A curiosidade ficou por conta das circunstâncias presentes no duelo entre PSG e OM. No primeiro turno, o Olympique de Marselha também dependia de uma vitória sobre seu maior rival para assumir a liderança. Em pleno Vélodrome, porém, a equipe da casa bobeou e tomou de 4 a 2. A história se repetiu, e o mandante se deu mal mais uma vez. O Paris Saint-Germain estava invicto em seus domínios havia mais de quatro meses. Agora, o time da capital não só viu o sonho de liderar o torneio ruir, como agora tem o inimigo ao seu lado na tabela.

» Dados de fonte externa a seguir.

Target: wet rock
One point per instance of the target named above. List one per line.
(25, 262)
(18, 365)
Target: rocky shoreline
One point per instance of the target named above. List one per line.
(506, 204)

Desde 2004, o maior clássico francês não era cercado por tamanha importância. Para um jogo deste nível, o PSG começou em desvantagem. Sem Sessegnon, a equipe perdeu grande parte de seu poder criativo. Tal fato se fez notar pela atuação apenas discreta de Luyindula, que atuou como substituto no lado direito. Sem seu grande articulador, o Paris Saint-Germain viu Hoarau ficar muito isolado no ataque, quase sem tocar na bola. Esta deficiência no meio-campo comprometeu as chances dos donos da casa, apesar dos esforços de Giuly.

Se no campo ofensivo o PSG encontrou dificuldades, no defensivo os problemas se resumiram a dois fatores. O primeiro foi a atuação de Sakho, em nível abaixo do seu normal. A expulsão de Camara no segundo tempo também contribuiu para a queda parisiense, quando o jogo ainda estava empatado por 1 a 1. A falta que provocou o cartão vermelho também originou o segundo gol dos marselheses, sinônimo de instabilidade para os anfitriões.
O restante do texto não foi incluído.